White House Economic Adviser Larry Kudlow Says Unemployment Numbers Will Continue to Get Worse

Director of the National Economic Council Larry Kudlow said on Friday that unemployment numbers would continue to get worse as the U.S. reported its highest unemployment numbers since the Great Depression.

"The economic and jobs numbers are going to continue to deteriorate," Kudlow said during an interview with Fox Business.

Kudlow was addressing the latest unemployment numbers for April released Friday morning by the Bureau of Labor Statistics. About 20.5 million Americans lost their jobs last month, the BLS said in its report. The number stands in sharp contrast to the Great Recession of 2008, when from January 2008 to February 2010, 8.8 million people lost their jobs.

"I don't know if it's as bad as it gets," Kudlow said. "I don't think this pandemic contraction has yet fully run its course."

Larry Kudlow
Larry Kudlow looks on during a meeting at the White House on April 28. Kudlow told Fox Business, "I don't think this pandemic contraction has yet fully run its course." MANDEL NGAN/AFP via Getty Images

The April report has been widely anticipated as weekly unemployment rates have continued to hold steady, with the BLS reporting millions of job losses each Thursday. Also, the difficulties Americans have reported in filing for unemployment since the pandemic began have many economic experts concerned that the real number of job losses dwarf those already reported. "Regarding the next month or two, which are really going to transition into the reopening of the economy, who's to say the numbers will not get worse?" Kudlow said.

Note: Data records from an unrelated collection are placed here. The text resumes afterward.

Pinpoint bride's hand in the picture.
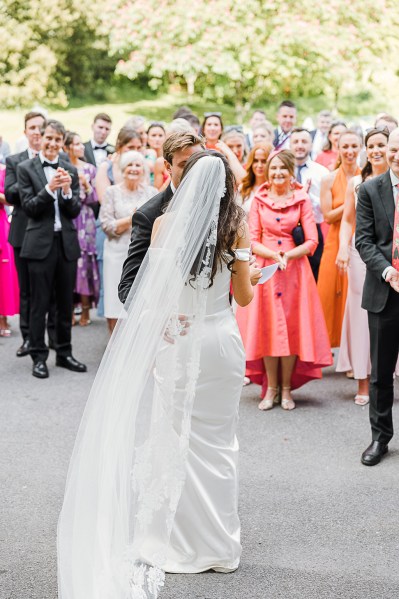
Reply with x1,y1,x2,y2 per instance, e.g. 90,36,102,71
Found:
164,314,191,344
249,262,262,286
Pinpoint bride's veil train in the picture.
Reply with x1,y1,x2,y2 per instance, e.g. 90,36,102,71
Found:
57,156,227,599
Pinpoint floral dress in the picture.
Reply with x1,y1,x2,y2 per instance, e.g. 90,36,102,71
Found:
73,162,100,304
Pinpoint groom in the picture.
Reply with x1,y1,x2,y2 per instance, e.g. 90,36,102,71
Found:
356,127,399,466
118,131,205,301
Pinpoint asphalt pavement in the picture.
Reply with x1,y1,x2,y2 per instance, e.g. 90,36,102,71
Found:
1,315,398,599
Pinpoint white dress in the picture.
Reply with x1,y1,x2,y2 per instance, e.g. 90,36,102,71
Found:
100,183,157,318
161,258,246,573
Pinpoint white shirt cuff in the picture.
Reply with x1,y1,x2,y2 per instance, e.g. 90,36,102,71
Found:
45,183,57,199
61,190,72,199
382,266,391,281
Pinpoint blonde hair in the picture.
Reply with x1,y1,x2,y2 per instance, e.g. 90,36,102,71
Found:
167,118,194,134
266,150,295,181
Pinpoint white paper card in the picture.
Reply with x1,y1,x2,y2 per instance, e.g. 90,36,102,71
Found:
258,262,279,284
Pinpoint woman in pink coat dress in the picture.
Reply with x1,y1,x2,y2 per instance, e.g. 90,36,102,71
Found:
236,150,332,410
0,165,19,336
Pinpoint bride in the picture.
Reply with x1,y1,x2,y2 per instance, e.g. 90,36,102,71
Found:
57,153,257,599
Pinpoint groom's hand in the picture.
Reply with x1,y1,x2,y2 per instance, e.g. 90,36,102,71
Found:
386,267,399,293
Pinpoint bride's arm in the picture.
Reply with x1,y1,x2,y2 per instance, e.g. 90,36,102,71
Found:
151,215,163,242
231,222,255,307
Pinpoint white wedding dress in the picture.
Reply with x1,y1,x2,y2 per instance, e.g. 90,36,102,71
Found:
159,257,247,574
58,156,247,599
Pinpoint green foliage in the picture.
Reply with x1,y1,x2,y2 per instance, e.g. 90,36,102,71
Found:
0,0,113,108
1,0,399,113
104,0,399,114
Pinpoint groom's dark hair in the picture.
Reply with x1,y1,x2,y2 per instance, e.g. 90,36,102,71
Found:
163,131,204,165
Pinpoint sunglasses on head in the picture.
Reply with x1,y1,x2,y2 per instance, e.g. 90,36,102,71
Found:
204,112,222,118
224,125,244,134
366,126,390,135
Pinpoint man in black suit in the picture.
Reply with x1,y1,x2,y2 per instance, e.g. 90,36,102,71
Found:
5,111,56,357
17,119,87,379
118,131,204,302
356,127,399,466
83,113,115,168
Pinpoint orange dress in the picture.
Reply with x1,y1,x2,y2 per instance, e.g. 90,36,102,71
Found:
317,165,360,348
236,186,332,393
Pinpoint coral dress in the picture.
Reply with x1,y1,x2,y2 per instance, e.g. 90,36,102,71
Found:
236,186,332,392
315,150,339,172
317,166,360,348
0,168,19,315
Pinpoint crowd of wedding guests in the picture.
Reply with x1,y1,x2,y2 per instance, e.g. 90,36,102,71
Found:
1,103,398,420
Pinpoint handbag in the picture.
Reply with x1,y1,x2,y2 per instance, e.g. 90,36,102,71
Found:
291,223,305,246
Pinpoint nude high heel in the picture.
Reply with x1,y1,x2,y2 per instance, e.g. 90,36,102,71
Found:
281,387,295,411
258,386,280,411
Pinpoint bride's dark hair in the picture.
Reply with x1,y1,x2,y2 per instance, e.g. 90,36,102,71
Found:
182,150,245,286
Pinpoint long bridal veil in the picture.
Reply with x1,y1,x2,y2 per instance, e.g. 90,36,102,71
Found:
57,156,227,599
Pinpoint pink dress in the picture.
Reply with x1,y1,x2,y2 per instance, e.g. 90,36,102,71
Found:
0,168,19,315
236,185,332,393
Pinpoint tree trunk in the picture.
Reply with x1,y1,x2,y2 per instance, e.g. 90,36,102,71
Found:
186,74,196,96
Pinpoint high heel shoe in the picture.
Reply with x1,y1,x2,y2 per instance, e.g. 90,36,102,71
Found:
281,387,295,411
258,386,280,411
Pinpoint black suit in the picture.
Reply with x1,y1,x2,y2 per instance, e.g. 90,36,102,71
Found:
118,184,173,303
273,128,291,150
356,171,399,444
17,156,81,363
5,151,55,343
83,141,115,167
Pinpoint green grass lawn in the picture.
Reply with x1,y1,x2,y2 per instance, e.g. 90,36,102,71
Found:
0,87,381,148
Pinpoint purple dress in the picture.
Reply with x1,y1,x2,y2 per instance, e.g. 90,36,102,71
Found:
73,163,100,304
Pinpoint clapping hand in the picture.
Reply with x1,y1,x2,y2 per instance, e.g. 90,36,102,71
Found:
273,251,287,270
386,267,399,293
49,167,72,194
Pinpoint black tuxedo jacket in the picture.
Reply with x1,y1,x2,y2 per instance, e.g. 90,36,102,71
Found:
17,156,81,261
118,184,173,303
5,150,30,248
83,141,115,166
355,171,395,313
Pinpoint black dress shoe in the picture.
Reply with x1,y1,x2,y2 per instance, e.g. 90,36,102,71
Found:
56,355,87,373
32,361,49,379
16,339,30,357
361,441,388,466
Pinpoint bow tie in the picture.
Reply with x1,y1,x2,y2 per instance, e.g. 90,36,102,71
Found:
42,161,59,169
93,145,107,151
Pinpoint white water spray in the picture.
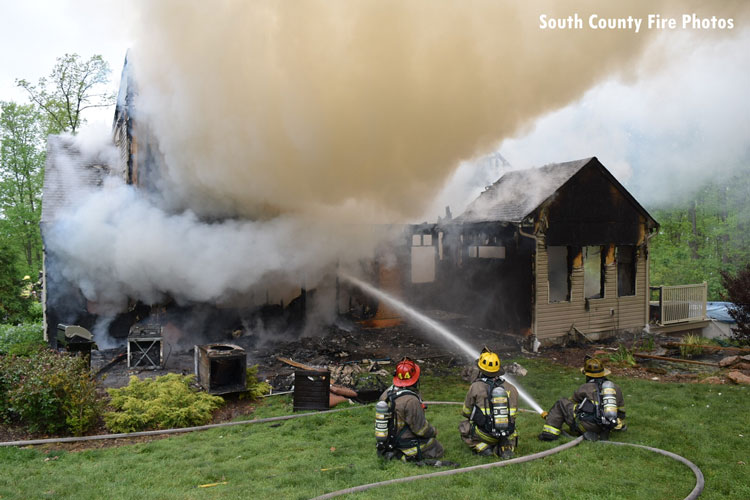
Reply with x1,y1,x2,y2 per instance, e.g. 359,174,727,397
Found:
342,274,544,414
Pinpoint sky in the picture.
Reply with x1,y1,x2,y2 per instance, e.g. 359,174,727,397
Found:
1,0,749,216
0,0,133,128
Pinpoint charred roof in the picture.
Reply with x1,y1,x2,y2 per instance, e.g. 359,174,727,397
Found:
457,157,657,229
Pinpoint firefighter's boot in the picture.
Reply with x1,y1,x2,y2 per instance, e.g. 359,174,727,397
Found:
538,431,559,441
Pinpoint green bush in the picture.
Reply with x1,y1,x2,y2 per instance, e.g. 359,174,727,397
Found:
679,333,712,359
104,374,224,433
26,301,43,322
607,344,637,367
0,322,45,355
0,348,101,435
240,365,271,400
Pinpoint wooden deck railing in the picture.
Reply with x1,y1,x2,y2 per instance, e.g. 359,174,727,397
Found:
649,282,707,326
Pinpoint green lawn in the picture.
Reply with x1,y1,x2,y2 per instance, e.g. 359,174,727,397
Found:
0,358,747,499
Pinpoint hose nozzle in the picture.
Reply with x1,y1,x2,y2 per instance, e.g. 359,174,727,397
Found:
540,411,548,420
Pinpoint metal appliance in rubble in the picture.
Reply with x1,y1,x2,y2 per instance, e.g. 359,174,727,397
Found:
194,344,247,395
127,325,163,369
57,324,96,367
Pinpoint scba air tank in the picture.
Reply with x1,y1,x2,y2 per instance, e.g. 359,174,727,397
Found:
375,400,390,442
601,381,618,421
491,385,510,433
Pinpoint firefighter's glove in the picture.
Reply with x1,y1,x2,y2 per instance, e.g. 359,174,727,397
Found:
614,418,626,431
540,411,548,420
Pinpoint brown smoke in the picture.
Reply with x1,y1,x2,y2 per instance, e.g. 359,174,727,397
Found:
129,0,748,223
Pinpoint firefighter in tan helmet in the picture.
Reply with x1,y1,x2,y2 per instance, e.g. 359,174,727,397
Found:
539,356,626,442
458,347,519,458
376,357,444,461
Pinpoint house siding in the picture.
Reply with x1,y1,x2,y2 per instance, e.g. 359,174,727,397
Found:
534,234,647,342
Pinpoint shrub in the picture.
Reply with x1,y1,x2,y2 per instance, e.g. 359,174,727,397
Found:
721,264,750,346
104,374,224,433
239,365,271,400
0,322,45,356
679,333,711,359
635,333,656,352
26,301,43,322
607,344,636,367
0,348,101,435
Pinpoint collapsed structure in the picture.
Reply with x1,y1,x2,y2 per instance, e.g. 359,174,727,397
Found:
41,56,658,352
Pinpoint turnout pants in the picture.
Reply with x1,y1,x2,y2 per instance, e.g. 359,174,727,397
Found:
397,437,444,461
459,420,517,455
543,398,601,438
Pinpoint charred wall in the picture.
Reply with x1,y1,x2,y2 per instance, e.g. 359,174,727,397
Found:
544,162,642,246
404,222,533,334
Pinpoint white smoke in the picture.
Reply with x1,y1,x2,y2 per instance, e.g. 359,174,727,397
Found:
44,0,750,323
499,30,750,207
48,165,379,315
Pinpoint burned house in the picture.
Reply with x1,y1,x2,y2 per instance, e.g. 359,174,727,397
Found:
404,157,658,345
40,55,317,349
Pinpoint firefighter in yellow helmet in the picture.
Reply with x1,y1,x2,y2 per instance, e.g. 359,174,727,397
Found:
539,356,626,442
377,358,444,461
459,348,519,458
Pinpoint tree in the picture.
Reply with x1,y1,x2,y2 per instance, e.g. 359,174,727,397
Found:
16,53,114,135
0,102,44,274
720,264,750,346
649,165,750,300
0,242,31,323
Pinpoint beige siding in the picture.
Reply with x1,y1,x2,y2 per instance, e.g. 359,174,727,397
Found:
535,235,648,342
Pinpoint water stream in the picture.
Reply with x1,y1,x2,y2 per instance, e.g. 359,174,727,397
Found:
342,274,544,414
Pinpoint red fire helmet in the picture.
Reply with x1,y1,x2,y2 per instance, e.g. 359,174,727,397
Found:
393,358,420,387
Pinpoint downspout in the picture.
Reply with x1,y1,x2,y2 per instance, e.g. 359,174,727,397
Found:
518,218,539,351
644,227,657,331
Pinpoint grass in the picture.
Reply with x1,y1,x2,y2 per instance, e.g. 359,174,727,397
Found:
0,358,747,499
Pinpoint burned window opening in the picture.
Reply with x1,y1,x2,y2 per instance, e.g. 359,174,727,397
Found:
547,245,570,302
584,245,604,299
466,231,505,259
412,234,433,246
617,245,636,296
411,232,435,284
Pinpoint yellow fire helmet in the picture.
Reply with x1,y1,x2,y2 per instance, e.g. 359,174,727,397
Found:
477,347,503,376
582,357,611,378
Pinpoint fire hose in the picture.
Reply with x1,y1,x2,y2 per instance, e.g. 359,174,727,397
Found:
312,403,705,500
312,435,585,500
0,402,704,500
599,440,705,500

Even so, Kudlow said there was promise ahead as states that have successfully flattened the curve of the virus' spread begin to reopen their economies. For the employers able to return to work and rehire their workers, improvements from the current financial reality are possible. "If you take a look at what the Congressional Budget Office is saying and what most private forecasters are saying, you see a very significant transitional rebound in the third and fourth quarters—very significant growth rates coming off that low and difficult base," Kudlow said.

According to a Congressional Budget Office report on April 24, officials predicted the unemployment rate would continue to grow into the third quarter, reaching an estimated 16 percent before declining to an estimated 11.7 percent by the fourth quarter of 2020.

Despite the historic unemployment numbers reported thus far and predictions of further declines on the way, Kudlow credited President Donald Trump with providing a "rescue cushion" to workers during the early days of the shutdown and said Trump had plans involving tax cuts, lowered regulations and improved trade deals to help the economy rebound. "With appropriate policies, we can make 2021 an absolutely roaring recovery," Kudlow said. "We will see very positive numbers in the second half of this year."